Et puis, si on parle d’actif, c’est sous la présidence de Joseph Oughourlian également que le stade Bollaert-Delelis deviendra la propriété du club. Le dossier avance. Il en est à l’étape des recours judiciaires, les constructions et changements de propriétaire d’enceintes sportives étant voués à passer quasi obligatoirement par la case contentieux. Peu importe le temps que prendront ces procédures, l’opération permettra de rajouter un actif dans le bilan et d’améliorer ce qu’on appelle dorénavant « l’expérience fan/supporter/spectateur ». Concrètement : faire dépenser aux spectateurs un maximum d’argent avant et après la rencontre.

Maitriser la communication

Prendre la main sur un club, sur son environnement, c’est aussi maîtriser sa communication, et la rendre la plus attractive possible. Pas étonnant, d’ailleurs, de voir que Benjamin Parrot, celui qui chapotait la communication et le marketing, est devenu directeur général. Cette communication se veut moderne, amusante – comme avec cette parodie très remarquée des Simpsons – et complète. Le passionné peut dorénavant voir la conférence de presse de match et passer son avant-match et son après-match avec le « 19’06 » présenté par Fabien Simon, le Benjamin Button du Racing. Il se sentira éventuellement rassasié par les contenus offerts par le club, sans nécessairement lire la presse qui couvre son actualité.

Derrière les sourires de façade…
Photo So Foot
Prendre le pouvoir à la Ligue

Enfin, parce que le destin du RC Lens ne dépend pas uniquement de lui-même, Joseph Oughourlian prend la main progressivement sur la Ligue.

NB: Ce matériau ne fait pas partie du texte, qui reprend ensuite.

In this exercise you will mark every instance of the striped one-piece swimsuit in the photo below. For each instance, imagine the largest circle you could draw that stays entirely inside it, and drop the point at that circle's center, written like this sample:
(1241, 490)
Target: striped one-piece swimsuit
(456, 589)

John Textor parti de Lyon, il s’est retrouvé cette semaine un autre allié, encore une fois un Américain, pour dézinguer la LFP. Et pas n’importe lequel puisqu’il s’agit du président de l’Olympique de Marseille, Franck McCourt. À deux, ces présidents espèrent rallier les autres propriétaires des clubs de Ligue 1 critiques de l’actuelle direction de la Ligue. L’objectif : imposer sa vision et ses choix.

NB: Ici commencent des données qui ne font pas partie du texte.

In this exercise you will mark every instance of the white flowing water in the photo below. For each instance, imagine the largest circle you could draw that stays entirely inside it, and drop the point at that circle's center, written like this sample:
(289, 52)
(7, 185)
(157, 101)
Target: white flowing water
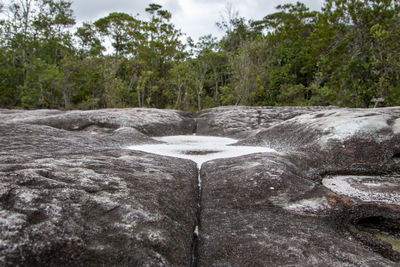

Le propriétaire du Racing était celui qui voulait la chaine Ligue 1+. Les premiers chiffres des abonnements semblent lui avoir donné raison, surtout si la tendance devait se confirmer. Ce modèle, même s’il est combattu par Canal+ et BeIn, semble pouvoir s’imposer et être solution viable pour une dizaine d’années. De quoi fidéliser la clientèle et retrouver progressivement celle partie vers l’IPTV et autres streamings illégaux. Pour la première fois dans le football français, la Ligue ne sous-traite pas la diffusion de ses matchs à un opérateur externe. De la même manière que le Racing devient propriétaire de son stade, la Ligue devient propriétaire de ses matchs.

Et un jour vendre ?

Cet interventionnisme, ces orientations, développer la comm’, la section féminine, racheter le stade et imposer le modèle Ligue 1+, sont-ils des choix dictés par les circonstances ou le résultat d’une vision imaginée dès le rachat du club en 2016 ? Joseph Oughourlian est-il dans une logique d’accumulation capitalistique agressive, conçue à l’origine pour rivaliser avec des clubs mieux armés, ou une simple stratégie d’entrepreneur réactif qui saisit au fil du temps les occasions pour, à terme, revendre le club ? Comme s’il voulait, après les points bas du Covid et de Mediapro, simplement « rhabiller la mariée »…

Il déclarait dans ce même article du Figaro : « Je n’abandonnerai pas Lens, surtout pas maintenant. J’ai en revanche toujours dit que, si un potentiel nouveau propriétaire arrivait, avec plus de moyens, d’argent et qui respecte les valeurs et l’histoire du club, je n’irais pas contre les intérêts du RC Lens et de ses supporters ». Dont acte. Si un millionnaire ou milliardaire venait à s’intéresser au football français, il est mis au courant que l’un de ses clubs, avec une cote de sympathie particulièrement élevée, peut être racheté. Entre-temps, patiemment, Joseph Oughourlian tisse sa toile et augmente la valeur de son actif. Sûr de lui et de ses choix.